Large tech companies tend to have very structured compensation frameworks. Salaries are benchmarked against the market, bands are clearly defined, and total compensation often includes bonuses, stock grants, and other benefits. Because these companies operate at scale and compete globally for talent, base salaries can often be higher and more predictable.
Smaller companies don’t always have the same financial firepower. Base salaries can sometimes be lower than what large companies offer, especially in early stage startups where cash flow is tighter. They can also be much higher because the company just got lots of funding, want to hire the best engineers immediately to get their product hitting the next roadmap.
Instead, compensation may include equity or stock options. The idea is that if the company grows successfully, that equity could become very valuable in the future. Of course, equity is also a gamble. For every startup that becomes the next big success story, many others remain small businesses or never reach that level of growth.
Benefits can also differ. Big companies often offer things like large pension contributions, health insurance, learning budgets, and other perks that smaller companies may not yet have in place.
On the other hand, smaller companies can sometimes be more flexible. If the company grows quickly, salary increases and role expansion can happen faster than in large organisations where pay bands and promotion cycles are more rigid.
As with most things in this decision, it comes down to what kind of trade offs you’re comfortable making: higher guaranteed compensation now, or potentially more upside (and more risk) later.
In small companies, culture often flows directly from the founders or leadership team. Understanding how they make decisions will tell you a lot about what working there will feel like.
Is engineering trusted? Are priorities clear? How often do things change?
Look at the stage of the company
A 30 person startup and a 90 person scaling company are very different environments.
Early stage companies often require extreme flexibility. Later stage ones may already be building more structure and teams.
Understanding where the company sits on that journey matters. Ask what support staff are in place? Do they have HR? People operations? A legal person? Big companies have all of those to ensure the safety of all staff but if the company is small enough, issues handled by those teams are up to the whims of Leadership. This can be good - you want to implement something, there’s no legal team to fight. Or it can be bad - your boss keeps calling you at 9:30pm and you have no HR to tell him to stop.
Some people thrive in highly structured environments with deep specialisation and large scale systems.
Others prefer smaller teams where they can influence direction and see their work shape the product.
It’s all up to what motivates you and what you want to do with your career.
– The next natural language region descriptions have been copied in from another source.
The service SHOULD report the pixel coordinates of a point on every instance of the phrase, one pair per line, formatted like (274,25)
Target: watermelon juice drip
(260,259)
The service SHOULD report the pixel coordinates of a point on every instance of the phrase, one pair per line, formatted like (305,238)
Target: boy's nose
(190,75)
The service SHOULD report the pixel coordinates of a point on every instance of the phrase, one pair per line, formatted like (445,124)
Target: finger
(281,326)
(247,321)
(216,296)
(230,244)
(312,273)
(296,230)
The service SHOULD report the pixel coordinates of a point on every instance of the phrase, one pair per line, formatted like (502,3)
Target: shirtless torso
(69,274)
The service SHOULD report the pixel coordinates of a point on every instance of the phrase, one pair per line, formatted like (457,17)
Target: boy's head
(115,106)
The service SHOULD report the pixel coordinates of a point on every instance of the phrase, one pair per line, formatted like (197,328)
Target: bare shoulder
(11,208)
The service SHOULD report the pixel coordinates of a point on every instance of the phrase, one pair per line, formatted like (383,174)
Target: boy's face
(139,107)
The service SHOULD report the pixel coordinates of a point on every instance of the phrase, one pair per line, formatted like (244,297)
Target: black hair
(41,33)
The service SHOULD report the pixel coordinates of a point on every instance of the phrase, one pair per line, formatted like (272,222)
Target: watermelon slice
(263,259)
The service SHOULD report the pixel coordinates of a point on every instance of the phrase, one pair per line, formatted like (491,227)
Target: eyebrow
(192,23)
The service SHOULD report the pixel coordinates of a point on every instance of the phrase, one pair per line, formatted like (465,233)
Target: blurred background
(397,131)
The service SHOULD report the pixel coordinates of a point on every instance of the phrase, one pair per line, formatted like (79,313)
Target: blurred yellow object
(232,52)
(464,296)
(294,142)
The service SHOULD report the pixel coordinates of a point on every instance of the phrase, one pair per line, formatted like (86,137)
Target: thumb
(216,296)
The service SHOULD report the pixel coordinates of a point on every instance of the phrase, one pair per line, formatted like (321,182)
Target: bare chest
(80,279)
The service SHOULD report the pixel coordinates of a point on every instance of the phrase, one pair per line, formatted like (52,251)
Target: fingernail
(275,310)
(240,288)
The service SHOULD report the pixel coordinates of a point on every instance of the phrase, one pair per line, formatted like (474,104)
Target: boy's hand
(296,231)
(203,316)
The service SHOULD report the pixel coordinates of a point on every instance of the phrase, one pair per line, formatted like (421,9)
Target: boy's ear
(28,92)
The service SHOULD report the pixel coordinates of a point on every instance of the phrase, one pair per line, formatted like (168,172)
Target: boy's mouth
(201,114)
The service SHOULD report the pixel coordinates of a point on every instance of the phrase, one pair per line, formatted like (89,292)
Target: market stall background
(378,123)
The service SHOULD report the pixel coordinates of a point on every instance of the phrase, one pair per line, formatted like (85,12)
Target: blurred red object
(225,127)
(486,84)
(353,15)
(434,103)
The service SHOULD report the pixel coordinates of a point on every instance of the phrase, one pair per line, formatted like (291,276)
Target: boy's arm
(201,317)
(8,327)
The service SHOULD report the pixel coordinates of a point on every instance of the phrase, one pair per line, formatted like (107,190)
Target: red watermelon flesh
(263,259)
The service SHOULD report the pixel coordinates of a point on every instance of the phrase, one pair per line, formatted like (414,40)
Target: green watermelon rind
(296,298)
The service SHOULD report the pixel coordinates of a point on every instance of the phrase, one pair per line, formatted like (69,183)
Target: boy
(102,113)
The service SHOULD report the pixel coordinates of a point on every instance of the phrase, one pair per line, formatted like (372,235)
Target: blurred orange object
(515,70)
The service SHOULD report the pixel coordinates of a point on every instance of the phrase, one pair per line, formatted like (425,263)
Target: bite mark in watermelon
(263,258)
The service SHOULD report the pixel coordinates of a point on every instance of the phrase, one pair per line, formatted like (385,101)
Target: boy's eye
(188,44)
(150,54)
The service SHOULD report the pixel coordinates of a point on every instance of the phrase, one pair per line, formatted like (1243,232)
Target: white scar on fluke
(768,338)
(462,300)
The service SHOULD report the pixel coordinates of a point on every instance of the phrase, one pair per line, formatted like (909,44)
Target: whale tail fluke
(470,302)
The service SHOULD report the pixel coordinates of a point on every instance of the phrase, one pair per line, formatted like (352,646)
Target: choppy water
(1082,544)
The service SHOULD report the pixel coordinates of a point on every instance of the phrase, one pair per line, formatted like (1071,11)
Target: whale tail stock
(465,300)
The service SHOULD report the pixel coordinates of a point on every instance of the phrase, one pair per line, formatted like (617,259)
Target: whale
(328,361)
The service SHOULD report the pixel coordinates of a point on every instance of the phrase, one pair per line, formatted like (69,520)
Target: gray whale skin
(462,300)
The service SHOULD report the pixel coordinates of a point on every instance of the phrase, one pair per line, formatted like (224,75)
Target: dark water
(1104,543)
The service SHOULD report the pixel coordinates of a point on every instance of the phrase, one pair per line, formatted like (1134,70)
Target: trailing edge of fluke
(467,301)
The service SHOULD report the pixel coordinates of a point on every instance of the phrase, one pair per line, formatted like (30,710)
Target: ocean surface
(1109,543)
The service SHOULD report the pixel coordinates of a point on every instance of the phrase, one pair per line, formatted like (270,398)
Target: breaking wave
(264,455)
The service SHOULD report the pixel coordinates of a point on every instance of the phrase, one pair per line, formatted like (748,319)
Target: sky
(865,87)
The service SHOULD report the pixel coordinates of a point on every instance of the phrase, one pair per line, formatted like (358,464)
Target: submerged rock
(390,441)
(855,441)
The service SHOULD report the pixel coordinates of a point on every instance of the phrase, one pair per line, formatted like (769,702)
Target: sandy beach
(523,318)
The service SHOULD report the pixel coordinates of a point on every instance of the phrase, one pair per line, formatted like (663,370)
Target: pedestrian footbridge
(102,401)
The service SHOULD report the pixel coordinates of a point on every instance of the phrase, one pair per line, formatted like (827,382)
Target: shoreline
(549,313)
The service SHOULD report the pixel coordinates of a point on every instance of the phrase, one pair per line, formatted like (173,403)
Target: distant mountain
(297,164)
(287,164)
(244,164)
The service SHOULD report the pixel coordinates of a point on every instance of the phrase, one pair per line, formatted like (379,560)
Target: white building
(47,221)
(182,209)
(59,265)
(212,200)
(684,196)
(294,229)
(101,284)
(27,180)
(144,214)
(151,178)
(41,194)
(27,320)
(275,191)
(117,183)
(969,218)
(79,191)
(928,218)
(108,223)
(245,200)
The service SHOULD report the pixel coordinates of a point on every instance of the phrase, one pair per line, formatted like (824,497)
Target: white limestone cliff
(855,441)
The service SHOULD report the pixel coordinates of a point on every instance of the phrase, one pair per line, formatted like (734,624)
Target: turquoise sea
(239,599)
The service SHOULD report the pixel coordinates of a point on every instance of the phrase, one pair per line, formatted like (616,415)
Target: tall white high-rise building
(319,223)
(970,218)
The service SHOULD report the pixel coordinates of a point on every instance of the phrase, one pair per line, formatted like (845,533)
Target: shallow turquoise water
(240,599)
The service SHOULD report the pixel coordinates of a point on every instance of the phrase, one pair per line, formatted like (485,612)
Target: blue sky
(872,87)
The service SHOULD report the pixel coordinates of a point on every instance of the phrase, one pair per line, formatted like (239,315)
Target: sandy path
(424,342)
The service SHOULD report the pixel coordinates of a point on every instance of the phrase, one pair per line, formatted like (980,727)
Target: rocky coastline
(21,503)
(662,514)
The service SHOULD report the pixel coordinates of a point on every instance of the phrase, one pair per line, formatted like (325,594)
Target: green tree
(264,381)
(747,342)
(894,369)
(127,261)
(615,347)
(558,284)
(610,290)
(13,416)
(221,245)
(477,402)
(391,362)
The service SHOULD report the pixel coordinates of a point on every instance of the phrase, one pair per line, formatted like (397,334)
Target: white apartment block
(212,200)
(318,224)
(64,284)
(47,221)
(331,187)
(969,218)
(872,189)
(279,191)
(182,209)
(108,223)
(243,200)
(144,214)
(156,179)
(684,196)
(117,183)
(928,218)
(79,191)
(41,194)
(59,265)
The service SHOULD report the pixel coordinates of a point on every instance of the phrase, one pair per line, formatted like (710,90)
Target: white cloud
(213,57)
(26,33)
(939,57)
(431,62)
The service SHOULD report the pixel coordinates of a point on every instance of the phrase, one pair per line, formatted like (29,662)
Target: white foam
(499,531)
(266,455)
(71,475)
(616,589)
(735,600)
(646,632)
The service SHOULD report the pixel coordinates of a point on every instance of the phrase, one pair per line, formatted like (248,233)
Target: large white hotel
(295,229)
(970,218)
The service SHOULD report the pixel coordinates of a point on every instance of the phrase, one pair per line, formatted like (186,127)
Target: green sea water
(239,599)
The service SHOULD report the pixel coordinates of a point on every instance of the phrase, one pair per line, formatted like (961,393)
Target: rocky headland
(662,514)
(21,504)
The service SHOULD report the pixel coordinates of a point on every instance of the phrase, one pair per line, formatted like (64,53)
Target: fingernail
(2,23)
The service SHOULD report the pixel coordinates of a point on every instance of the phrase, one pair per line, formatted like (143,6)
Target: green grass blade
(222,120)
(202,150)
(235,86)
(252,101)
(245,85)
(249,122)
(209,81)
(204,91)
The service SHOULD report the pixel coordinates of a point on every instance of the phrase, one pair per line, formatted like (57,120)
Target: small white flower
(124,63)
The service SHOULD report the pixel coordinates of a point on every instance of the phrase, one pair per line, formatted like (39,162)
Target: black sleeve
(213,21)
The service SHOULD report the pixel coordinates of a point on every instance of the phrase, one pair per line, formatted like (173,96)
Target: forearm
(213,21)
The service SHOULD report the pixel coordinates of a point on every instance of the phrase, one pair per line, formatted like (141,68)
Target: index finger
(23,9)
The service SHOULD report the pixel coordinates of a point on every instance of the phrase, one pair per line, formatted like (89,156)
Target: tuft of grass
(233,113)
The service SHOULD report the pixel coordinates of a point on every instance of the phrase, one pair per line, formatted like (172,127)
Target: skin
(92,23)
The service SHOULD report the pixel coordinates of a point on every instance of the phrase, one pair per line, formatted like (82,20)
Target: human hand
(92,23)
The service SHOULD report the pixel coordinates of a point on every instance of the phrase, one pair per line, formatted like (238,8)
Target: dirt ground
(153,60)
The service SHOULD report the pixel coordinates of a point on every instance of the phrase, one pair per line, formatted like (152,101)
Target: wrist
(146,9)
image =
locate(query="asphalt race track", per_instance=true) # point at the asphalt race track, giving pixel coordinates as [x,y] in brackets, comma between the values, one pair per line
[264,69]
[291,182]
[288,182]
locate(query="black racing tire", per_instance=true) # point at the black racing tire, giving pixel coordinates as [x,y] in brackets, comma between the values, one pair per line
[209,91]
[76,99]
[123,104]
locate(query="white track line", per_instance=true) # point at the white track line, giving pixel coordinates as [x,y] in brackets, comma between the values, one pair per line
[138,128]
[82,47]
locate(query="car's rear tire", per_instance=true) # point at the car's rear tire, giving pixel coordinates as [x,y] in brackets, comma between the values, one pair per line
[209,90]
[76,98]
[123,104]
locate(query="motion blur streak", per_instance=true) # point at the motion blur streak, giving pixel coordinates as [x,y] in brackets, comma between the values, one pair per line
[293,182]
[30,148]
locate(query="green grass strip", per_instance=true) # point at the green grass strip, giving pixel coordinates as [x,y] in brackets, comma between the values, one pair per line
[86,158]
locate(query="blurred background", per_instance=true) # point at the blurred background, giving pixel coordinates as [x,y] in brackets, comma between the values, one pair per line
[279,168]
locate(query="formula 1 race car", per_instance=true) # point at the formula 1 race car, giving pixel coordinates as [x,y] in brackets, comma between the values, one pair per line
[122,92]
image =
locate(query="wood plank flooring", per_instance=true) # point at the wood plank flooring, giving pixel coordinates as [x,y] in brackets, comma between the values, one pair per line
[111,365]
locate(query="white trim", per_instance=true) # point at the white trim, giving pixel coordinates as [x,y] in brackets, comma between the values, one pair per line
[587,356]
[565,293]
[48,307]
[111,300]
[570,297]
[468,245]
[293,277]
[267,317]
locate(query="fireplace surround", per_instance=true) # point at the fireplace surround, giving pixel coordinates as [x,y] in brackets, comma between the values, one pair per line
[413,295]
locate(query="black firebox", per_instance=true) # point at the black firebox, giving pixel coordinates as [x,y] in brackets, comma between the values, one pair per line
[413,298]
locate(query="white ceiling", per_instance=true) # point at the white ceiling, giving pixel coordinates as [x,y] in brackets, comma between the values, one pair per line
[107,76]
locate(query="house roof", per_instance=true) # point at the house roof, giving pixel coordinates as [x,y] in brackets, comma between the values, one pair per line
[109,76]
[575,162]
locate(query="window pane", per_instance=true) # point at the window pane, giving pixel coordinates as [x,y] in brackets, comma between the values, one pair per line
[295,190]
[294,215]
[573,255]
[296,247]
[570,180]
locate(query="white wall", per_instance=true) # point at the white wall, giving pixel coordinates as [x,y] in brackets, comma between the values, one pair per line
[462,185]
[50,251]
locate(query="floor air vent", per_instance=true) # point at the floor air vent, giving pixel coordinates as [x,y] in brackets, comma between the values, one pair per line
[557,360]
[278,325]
Neither choice is wrong or right.
Moving from big tech to a small company can be one of the fastest ways to broaden your experience and increase your impact.
You’ll likely learn more about how products, systems, and businesses actually operate.
But you’ll also trade some stability, structure, and specialisation for that opportunity.
The key question isn’t whether big companies or small companies are better.
It’s what you like to do! I like small companies because I enjoy the variety of work, the increased impact I can have, and I always hated the sort of visibility work you have to do in big companies to get noticed. My partner works in a massive company and likes the structure, clear promotion and progression, and that his projects are clearly defined.